Note: Re-tag all remaining DCT images in the same format.

  • Push re-tagged images into internal registry. Sample push example for one image:

    CODE
    $ docker push <local registry url>:nginx-x.0.0

4. Deploy

  • Update values.yaml for registry name and image credentials:

    1. registry: <local registry url>

    2. username: <local registry username>

    3. password: <local registry password>

  • Install.

    1. Follow the instructions below.

In version 8.0.0 and above, instead of username/password, an option is available to use credentials from a pre-existing Kubernetes Secret. To do so, instead of providing a username/password, users must create the Kubernetes Secret in the same namespace as the one used for DCT, and reference the registryKey as follows:

NONE
imageCredentials:
  # registry to pull docker images from.
  registry: dct.download.delphix.com/delphix-dct
  # username to login to docker registry. Do not set if registryKey is set.
  username:
  # password to login to docker registry. Do not set if registryKey is set.
  password:
  # Name of an existing docker registry key to use to pull images.
  registryKey: <insert-secret-name-here>

After updating the values.yaml, install it using the following command:

NONE
helm install dct-services delphix-dct

delphix-dct is the name of the folder which was extracted in the previous step. dct-services is the chart name which is given for this deployment.

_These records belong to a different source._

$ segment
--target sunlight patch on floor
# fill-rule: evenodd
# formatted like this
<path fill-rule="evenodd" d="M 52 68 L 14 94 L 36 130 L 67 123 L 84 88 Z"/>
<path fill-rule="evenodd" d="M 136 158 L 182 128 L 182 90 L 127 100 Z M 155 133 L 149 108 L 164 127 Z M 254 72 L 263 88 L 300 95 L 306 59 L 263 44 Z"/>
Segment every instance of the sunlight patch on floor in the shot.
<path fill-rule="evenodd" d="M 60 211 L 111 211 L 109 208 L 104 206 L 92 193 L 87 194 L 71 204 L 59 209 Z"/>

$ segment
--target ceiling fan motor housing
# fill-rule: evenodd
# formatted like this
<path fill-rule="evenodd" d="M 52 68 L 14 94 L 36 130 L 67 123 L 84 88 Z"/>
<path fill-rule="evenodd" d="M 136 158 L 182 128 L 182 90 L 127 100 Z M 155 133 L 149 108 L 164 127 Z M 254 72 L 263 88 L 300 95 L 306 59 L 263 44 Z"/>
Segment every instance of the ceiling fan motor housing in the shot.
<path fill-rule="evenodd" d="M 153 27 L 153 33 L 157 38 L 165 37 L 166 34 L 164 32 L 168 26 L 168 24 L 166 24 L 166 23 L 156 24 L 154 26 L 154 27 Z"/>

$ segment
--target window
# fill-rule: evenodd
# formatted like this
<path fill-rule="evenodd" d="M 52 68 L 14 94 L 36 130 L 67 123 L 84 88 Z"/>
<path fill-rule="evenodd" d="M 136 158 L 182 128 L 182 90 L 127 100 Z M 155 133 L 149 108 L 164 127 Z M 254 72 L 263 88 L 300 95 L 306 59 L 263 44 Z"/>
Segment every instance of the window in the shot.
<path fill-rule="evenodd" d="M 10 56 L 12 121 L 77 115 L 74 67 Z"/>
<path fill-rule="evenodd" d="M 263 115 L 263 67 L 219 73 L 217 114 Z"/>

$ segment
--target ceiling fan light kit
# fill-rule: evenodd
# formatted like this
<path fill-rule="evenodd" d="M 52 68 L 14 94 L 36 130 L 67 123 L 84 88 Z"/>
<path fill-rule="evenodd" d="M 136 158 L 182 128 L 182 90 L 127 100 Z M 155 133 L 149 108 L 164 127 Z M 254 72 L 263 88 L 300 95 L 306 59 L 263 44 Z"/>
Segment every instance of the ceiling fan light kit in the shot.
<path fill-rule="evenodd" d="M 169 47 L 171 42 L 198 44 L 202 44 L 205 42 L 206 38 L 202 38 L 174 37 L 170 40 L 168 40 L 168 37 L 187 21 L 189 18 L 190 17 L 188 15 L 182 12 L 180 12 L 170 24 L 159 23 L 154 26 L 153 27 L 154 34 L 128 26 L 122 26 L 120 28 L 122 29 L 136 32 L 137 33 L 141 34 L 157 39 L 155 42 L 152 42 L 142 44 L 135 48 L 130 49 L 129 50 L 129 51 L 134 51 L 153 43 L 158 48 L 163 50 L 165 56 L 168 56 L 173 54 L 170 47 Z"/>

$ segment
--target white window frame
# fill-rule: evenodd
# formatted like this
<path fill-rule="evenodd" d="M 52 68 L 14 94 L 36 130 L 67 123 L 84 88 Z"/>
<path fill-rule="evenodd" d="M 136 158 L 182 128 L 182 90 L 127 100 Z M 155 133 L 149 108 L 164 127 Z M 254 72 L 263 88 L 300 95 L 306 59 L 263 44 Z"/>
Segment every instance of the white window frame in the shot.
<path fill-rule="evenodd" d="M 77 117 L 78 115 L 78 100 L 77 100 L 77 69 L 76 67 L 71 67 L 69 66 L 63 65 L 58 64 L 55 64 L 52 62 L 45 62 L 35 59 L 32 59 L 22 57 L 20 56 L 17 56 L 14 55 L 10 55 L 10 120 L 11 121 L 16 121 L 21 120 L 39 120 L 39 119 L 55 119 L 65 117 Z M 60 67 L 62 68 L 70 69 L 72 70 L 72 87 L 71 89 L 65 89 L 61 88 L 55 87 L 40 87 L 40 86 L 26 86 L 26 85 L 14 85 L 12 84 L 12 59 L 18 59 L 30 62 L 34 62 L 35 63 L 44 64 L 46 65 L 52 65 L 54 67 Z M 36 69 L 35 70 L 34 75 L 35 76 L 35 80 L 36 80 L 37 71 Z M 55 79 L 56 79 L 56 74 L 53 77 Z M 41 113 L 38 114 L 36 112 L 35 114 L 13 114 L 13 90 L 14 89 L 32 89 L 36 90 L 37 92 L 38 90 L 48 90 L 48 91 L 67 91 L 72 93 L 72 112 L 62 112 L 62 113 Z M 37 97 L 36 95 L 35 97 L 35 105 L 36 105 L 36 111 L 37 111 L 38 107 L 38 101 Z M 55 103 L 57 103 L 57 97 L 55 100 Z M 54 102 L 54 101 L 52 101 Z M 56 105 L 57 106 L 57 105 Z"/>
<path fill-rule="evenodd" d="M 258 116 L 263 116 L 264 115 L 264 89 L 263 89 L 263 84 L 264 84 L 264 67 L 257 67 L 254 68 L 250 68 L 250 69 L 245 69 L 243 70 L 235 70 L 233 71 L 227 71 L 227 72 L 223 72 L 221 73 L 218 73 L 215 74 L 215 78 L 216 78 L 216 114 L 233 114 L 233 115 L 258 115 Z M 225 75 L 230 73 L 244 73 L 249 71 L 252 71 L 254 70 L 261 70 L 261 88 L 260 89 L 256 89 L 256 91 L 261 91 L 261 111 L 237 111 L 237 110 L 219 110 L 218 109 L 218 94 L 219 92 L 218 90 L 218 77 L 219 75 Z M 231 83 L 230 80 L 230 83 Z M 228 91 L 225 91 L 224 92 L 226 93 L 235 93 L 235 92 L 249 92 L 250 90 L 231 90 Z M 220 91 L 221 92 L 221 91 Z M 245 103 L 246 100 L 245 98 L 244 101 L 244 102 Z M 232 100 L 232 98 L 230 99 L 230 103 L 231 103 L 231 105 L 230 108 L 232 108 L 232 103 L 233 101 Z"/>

In the above directory structure, the values.yaml file contains the properties which are configured above. If you want to configure additional properties in values.yaml, create a values.yaml using the sample below. Deploy DCT using following command to use the custom values.yaml:

helm install -f <path to edited values.yaml> dct-services <directory path of the extracted chart>

Sample values.yaml file

A sample values.yaml file can be downloaded below.

values.yaml

Once deployment is complete, check the status of the deployment using the following command (where X.0.0 should be changed to the version of DCT being installed):

NONE
helm list
NAME              NAMESPACE    REVISION    UPDATED                                 STATUS      CHART                    APP VERSION
dct-services      default      1           2023-01-10 19:33:41.713202 -0900        deployed    delphix-dct-x.0.0        x.0.0

Assuming an ingress controller configuration on the Kubernetes cluster is present, when accessing DCT after the deployment, the ingress controller rule needs to be added for proxy service, along with port 443 (if SSL is enabled) and port 80 (if SSL is disabled).